My own preference is for the simplest dishes with the fewest ingredients. Instead of halibut with clams, mussels, scallops, shrimp, arugula and plum tomatoes ($28.95), I would opt for the simple Salmon Grigliato ($21.95). Both are served with a house salad and vegetables and roasted potatoes.
The people behind this new enterprise are not unknown to the local restaurant crowd. Managing partner Rick Gaetano has been working in Italian restaurants Downtown for almost 20 years. Partner Rick Butts also has a long history with restaurants. They met chef/partner Mino Fazio when he came to Pittsburgh as executive chef at La Strada. Fazio is a native of Bari, Italy. His father was a professional chef who introduced him to cooking at an early age. When he was 16, Fazio began a four-year culinary training program in Italy and has been cooking in restaurants in Europe and in the United States ever since.
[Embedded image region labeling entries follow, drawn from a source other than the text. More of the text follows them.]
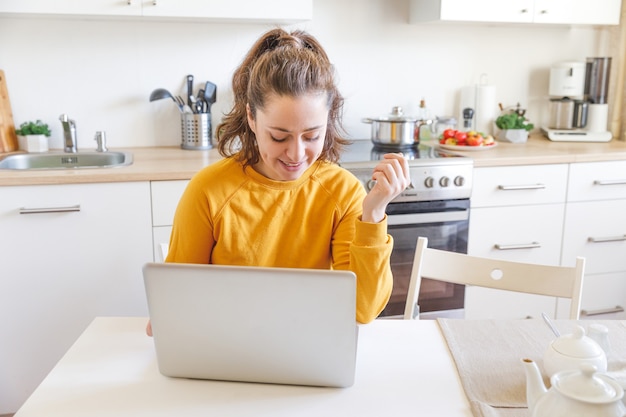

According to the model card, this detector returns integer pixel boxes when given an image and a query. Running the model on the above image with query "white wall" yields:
[0,0,609,149]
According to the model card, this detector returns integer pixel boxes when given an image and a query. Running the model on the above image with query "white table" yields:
[15,317,471,417]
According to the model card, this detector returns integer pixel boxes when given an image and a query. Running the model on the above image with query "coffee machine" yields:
[542,57,612,142]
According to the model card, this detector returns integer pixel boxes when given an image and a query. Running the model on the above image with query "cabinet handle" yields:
[20,204,80,214]
[580,306,624,316]
[593,180,626,185]
[498,184,546,191]
[493,242,541,250]
[587,235,626,243]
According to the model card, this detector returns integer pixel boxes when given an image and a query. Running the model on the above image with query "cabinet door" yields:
[581,271,626,320]
[468,204,565,265]
[562,200,626,274]
[140,0,313,22]
[567,161,626,201]
[533,0,621,25]
[465,204,566,319]
[471,164,568,208]
[0,182,152,414]
[410,0,533,23]
[150,180,189,226]
[0,0,141,16]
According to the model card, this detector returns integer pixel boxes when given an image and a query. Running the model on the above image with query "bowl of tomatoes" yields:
[439,129,496,148]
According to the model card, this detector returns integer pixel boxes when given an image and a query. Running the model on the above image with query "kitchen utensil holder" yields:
[180,113,213,150]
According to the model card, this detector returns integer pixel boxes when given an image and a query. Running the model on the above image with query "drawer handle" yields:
[493,242,541,250]
[587,235,626,243]
[498,184,546,191]
[20,204,80,214]
[593,180,626,185]
[580,306,624,316]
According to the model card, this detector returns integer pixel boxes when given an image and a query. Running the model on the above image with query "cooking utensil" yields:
[0,70,18,153]
[204,81,217,113]
[189,95,199,113]
[187,74,193,107]
[541,313,561,337]
[150,88,185,113]
[198,88,209,113]
[362,107,424,148]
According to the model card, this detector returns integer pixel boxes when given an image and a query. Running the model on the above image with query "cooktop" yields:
[339,140,471,167]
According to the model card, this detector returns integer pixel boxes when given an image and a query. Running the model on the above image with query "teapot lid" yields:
[551,363,624,404]
[552,326,603,358]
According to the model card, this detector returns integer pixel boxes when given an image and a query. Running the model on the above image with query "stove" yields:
[339,140,474,317]
[339,140,474,203]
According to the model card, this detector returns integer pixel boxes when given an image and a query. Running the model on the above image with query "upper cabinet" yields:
[410,0,622,25]
[0,0,313,24]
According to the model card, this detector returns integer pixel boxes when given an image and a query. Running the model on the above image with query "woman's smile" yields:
[248,93,328,181]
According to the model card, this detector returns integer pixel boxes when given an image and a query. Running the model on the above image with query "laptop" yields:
[143,263,358,387]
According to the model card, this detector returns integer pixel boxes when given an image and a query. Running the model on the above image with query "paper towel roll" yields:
[474,84,498,135]
[459,84,498,135]
[458,85,476,130]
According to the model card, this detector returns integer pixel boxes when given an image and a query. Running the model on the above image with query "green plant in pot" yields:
[15,120,52,152]
[496,105,535,143]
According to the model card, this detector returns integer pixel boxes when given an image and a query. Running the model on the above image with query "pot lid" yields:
[551,363,624,404]
[369,106,417,123]
[552,326,603,359]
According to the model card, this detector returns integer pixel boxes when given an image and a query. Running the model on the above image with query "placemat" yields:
[437,319,626,417]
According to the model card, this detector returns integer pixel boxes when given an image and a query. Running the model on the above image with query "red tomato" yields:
[443,129,456,139]
[467,135,484,146]
[454,130,467,142]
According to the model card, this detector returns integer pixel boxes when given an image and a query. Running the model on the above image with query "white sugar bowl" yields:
[543,326,607,377]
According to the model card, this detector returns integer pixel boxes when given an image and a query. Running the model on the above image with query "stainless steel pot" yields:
[363,107,432,148]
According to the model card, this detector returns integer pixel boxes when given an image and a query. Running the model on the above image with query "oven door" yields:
[381,199,469,317]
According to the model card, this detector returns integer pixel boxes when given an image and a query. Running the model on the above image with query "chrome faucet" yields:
[59,114,78,153]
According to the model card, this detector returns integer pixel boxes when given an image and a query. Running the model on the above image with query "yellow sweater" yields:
[166,158,393,323]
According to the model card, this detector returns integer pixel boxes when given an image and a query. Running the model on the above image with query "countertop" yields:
[15,317,472,417]
[0,135,626,186]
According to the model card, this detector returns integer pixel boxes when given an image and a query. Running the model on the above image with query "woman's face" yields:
[248,94,328,181]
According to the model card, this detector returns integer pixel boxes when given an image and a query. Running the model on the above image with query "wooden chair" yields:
[404,237,585,320]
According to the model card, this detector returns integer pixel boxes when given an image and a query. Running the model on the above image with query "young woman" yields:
[151,29,410,332]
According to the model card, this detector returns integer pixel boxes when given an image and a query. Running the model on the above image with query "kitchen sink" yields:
[0,152,133,170]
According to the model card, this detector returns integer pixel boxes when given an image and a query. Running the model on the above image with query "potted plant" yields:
[496,104,535,143]
[15,120,51,152]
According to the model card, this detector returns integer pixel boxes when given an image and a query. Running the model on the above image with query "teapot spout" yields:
[522,359,548,412]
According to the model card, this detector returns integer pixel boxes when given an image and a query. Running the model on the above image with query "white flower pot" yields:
[17,135,48,152]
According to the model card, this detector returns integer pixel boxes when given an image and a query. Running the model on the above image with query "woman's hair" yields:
[216,29,349,165]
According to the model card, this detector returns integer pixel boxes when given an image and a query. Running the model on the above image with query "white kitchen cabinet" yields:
[410,0,621,25]
[150,180,189,262]
[465,164,569,319]
[562,161,626,318]
[0,181,152,414]
[0,0,313,23]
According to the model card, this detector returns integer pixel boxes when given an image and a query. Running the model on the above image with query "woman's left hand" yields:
[362,153,411,223]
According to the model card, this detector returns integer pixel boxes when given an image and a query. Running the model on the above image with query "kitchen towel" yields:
[437,319,626,417]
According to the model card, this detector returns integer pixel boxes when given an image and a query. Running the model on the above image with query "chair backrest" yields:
[404,237,585,320]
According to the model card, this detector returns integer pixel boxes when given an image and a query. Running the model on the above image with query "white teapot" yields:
[522,359,626,417]
[543,326,607,377]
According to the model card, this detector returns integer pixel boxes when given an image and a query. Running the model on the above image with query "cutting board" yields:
[0,70,17,153]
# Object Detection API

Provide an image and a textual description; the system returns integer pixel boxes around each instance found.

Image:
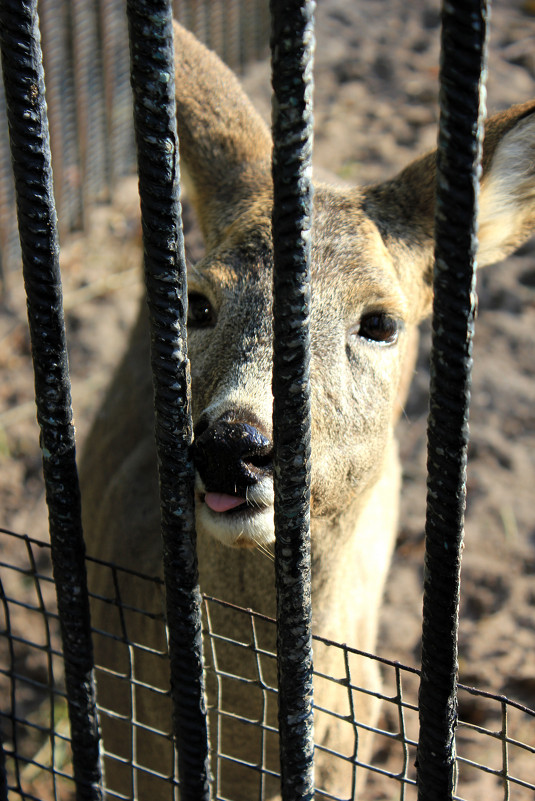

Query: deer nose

[193,419,272,495]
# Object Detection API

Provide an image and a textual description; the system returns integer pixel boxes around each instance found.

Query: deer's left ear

[477,101,535,267]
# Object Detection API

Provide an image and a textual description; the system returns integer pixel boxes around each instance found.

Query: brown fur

[81,25,535,801]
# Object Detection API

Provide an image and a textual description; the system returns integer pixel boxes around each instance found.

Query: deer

[80,18,535,801]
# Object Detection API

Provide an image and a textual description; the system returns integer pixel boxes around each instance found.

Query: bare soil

[0,0,535,801]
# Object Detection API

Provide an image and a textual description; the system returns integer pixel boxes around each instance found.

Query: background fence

[0,0,269,293]
[3,0,534,798]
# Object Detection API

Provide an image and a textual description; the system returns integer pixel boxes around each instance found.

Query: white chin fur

[195,475,275,548]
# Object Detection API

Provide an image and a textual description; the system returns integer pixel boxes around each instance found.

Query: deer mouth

[195,474,275,548]
[201,492,247,514]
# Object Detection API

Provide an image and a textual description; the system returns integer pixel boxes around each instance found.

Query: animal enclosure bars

[0,0,535,801]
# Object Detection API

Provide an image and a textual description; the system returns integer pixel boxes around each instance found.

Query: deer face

[188,184,430,546]
[175,21,535,546]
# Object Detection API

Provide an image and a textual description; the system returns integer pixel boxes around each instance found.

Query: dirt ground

[0,0,535,801]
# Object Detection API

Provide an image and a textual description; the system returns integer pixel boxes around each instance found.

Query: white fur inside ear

[478,115,535,267]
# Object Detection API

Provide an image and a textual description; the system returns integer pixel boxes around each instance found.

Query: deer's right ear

[174,22,271,248]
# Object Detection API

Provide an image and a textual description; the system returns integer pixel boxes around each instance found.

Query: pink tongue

[204,492,246,512]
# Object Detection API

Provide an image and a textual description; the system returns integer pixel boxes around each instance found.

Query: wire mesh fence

[0,530,535,801]
[0,0,269,288]
[0,0,535,801]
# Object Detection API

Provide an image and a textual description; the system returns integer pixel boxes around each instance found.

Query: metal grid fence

[0,0,269,290]
[1,0,535,799]
[0,530,535,801]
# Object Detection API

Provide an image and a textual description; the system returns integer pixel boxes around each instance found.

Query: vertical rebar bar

[0,0,101,801]
[271,0,315,801]
[127,0,210,801]
[418,0,488,801]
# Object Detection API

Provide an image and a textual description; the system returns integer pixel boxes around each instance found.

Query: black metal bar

[0,0,101,801]
[127,0,210,801]
[271,0,315,801]
[418,0,488,801]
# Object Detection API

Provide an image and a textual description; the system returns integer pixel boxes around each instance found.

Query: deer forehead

[189,185,410,319]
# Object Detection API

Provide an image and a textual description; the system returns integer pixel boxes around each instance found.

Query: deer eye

[188,292,215,328]
[357,312,400,345]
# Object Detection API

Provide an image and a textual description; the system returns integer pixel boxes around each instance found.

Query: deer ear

[477,102,535,267]
[364,101,535,317]
[174,22,271,249]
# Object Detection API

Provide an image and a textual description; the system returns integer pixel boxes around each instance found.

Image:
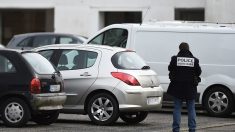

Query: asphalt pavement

[0,112,235,132]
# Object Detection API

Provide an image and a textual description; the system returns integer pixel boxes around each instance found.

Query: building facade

[0,0,235,44]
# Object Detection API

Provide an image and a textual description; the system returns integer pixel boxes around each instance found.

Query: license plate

[50,85,60,92]
[147,97,161,105]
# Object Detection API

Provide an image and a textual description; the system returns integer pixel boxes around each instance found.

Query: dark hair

[179,42,189,50]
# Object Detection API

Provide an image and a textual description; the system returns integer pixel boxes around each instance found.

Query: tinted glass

[17,38,32,47]
[0,55,16,73]
[23,53,55,74]
[39,50,53,60]
[59,36,82,44]
[89,33,104,45]
[89,29,128,48]
[112,52,146,70]
[33,36,56,47]
[57,50,98,70]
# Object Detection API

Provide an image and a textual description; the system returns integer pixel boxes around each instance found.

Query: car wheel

[32,110,59,125]
[120,112,148,124]
[204,86,234,117]
[87,93,119,125]
[1,98,30,127]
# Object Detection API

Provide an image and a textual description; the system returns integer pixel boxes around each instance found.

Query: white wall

[206,0,235,23]
[0,0,235,37]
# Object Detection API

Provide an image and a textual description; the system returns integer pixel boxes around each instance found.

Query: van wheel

[87,93,119,125]
[1,98,30,127]
[32,110,59,125]
[120,112,148,124]
[203,86,234,117]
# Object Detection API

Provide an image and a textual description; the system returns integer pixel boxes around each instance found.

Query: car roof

[33,44,127,52]
[14,32,75,37]
[0,48,35,54]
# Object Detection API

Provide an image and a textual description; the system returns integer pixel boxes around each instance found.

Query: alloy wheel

[91,97,113,121]
[5,102,24,123]
[208,91,229,113]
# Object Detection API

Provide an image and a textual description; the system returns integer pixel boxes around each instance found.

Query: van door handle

[80,72,91,77]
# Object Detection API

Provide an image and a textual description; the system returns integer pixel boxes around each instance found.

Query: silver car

[34,44,163,125]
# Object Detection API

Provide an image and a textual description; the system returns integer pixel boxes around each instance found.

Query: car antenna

[140,6,150,25]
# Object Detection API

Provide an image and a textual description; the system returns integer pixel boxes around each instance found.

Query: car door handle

[80,72,91,77]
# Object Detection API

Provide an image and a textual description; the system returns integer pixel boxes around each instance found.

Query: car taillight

[111,72,140,86]
[30,78,41,94]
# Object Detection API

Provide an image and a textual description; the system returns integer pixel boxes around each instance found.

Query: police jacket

[167,50,201,100]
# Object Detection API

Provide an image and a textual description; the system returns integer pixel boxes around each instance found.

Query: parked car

[83,21,235,117]
[0,48,66,127]
[6,32,87,49]
[34,44,163,125]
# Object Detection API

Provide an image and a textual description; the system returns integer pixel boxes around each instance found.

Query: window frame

[88,28,129,47]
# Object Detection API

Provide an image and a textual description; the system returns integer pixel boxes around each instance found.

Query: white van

[85,22,235,116]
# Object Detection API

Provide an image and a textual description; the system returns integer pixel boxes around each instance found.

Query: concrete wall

[0,0,235,37]
[206,0,235,23]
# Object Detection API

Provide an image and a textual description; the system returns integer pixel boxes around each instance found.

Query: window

[89,29,128,48]
[112,52,147,70]
[17,37,32,47]
[175,8,205,21]
[33,36,56,47]
[57,50,98,70]
[23,53,55,74]
[39,50,53,60]
[59,36,82,44]
[103,11,142,26]
[0,55,16,73]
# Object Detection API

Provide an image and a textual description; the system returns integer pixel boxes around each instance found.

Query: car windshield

[112,52,147,70]
[23,53,55,74]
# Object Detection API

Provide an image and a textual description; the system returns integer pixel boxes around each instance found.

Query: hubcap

[91,97,113,121]
[208,92,228,113]
[5,102,24,123]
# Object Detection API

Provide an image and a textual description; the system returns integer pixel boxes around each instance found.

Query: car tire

[120,112,148,124]
[32,110,60,125]
[87,93,119,125]
[1,98,30,127]
[203,86,234,117]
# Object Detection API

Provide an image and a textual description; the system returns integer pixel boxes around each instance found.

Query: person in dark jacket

[167,42,201,132]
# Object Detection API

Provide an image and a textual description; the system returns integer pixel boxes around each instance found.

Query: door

[0,54,19,95]
[56,49,101,106]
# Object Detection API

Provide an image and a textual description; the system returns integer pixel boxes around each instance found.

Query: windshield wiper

[141,66,150,70]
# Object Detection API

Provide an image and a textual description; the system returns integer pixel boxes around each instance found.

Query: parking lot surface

[0,112,235,132]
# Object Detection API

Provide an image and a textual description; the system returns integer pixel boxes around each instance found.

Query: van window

[89,28,128,48]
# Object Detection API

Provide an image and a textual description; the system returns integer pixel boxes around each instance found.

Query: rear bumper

[31,93,67,110]
[114,86,163,112]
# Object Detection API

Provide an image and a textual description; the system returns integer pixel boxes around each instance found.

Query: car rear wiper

[141,66,150,70]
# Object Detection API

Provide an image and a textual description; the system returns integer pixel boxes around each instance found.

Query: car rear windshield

[112,51,147,70]
[23,53,55,74]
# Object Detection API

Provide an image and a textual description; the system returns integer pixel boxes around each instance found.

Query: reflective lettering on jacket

[177,57,194,67]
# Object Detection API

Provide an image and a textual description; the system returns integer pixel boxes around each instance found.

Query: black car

[0,48,66,127]
[6,32,87,50]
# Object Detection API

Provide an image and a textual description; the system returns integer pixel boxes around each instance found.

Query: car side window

[39,50,53,60]
[33,35,56,47]
[0,55,16,73]
[59,36,81,44]
[89,28,128,48]
[57,50,98,70]
[17,37,32,47]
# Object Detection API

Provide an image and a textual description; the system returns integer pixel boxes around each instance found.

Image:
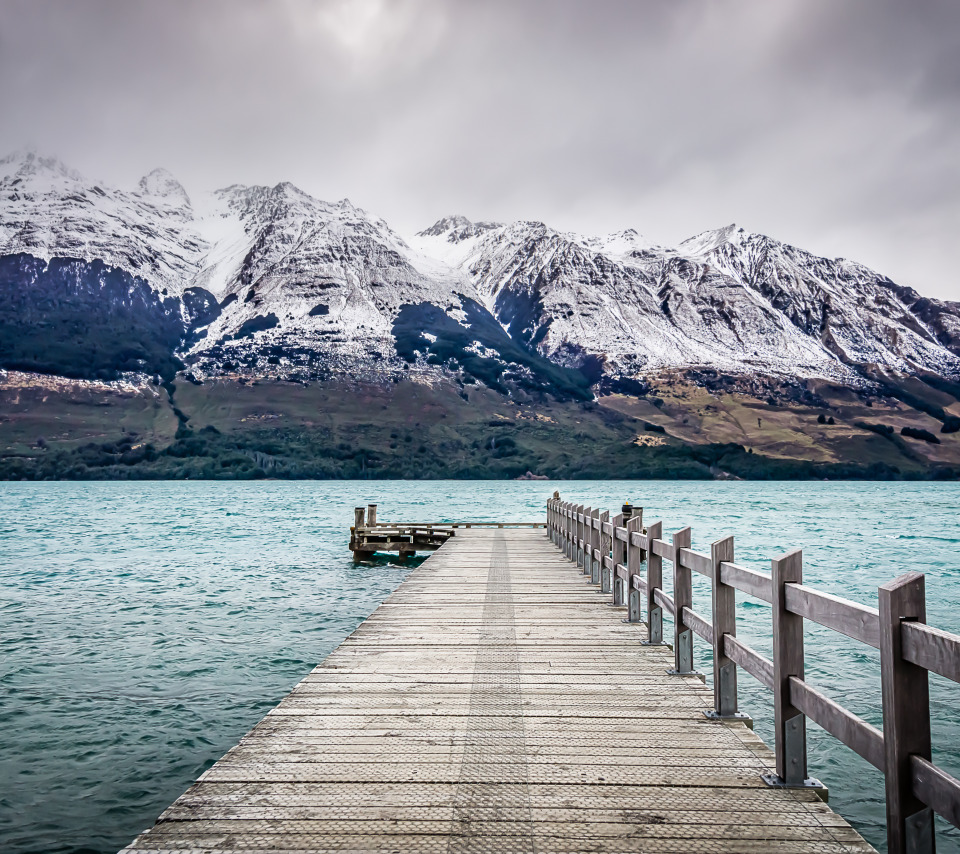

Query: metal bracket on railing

[760,771,830,803]
[703,709,753,729]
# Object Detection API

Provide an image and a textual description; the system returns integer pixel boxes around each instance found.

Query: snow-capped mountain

[415,217,960,380]
[0,153,960,392]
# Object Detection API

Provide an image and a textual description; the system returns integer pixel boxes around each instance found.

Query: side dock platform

[123,526,874,854]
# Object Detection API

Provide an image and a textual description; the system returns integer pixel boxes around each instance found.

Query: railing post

[587,508,603,582]
[708,537,752,723]
[600,513,623,593]
[580,507,593,575]
[590,510,610,584]
[577,504,589,566]
[668,528,694,676]
[557,501,567,555]
[619,511,643,623]
[764,549,807,786]
[879,572,935,854]
[646,522,663,645]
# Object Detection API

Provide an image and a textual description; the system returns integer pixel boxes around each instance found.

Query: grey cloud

[0,0,960,299]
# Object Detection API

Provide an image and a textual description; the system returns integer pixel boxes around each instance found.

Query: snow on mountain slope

[0,153,960,387]
[0,152,208,295]
[417,217,960,381]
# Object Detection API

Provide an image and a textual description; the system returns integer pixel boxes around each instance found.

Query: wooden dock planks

[124,529,873,854]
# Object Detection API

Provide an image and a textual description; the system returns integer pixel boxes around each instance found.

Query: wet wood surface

[116,529,873,854]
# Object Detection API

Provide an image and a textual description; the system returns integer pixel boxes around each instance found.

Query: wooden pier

[124,501,960,854]
[350,504,547,561]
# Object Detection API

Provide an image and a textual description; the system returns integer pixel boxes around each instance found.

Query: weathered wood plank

[118,528,872,854]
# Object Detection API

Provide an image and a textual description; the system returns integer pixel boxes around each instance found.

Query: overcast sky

[0,0,960,300]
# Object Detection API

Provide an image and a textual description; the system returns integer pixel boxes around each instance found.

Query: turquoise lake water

[0,481,960,854]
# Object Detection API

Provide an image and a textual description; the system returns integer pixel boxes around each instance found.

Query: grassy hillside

[0,373,960,479]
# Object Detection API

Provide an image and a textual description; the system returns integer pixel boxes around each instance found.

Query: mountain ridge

[0,153,960,400]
It's fortunate for Pittsburgh that he decided to open his own restaurant here. He and his partners have transformed the old space at 435 Market St. into a casual but elegant dining room and bar. Gone are the old banquettes and the black and white tile floors. Instead there are sage green walls and new tiles in subdued Tuscan colors. The handsome lighting fixtures, tables and chairs contribute to the comfortable ambiance. At dinner, the tables are covered in stiffly starched white linen.
Perusing the wine list, we found a wonderful Sardinian white, Vermentino Torremelito, 2002, for $22. The uninspiring Toscolo Chianti is $20. Other Italian reds are considerably more expensive. I'd love to see a more Italo-centric wine list. House wine is $5.50 a glass. Premium wines are priced from $6.50 for an Alsatian white to $7.75 for a California red.
Ciao Baby is a standout addition to our Downtown dining scene. Go for lunch to try Chef Mino's delightful cuisine, and I am sure you will want to return for dinner.
This is a serious Italian restaurant with a fun atmosphere.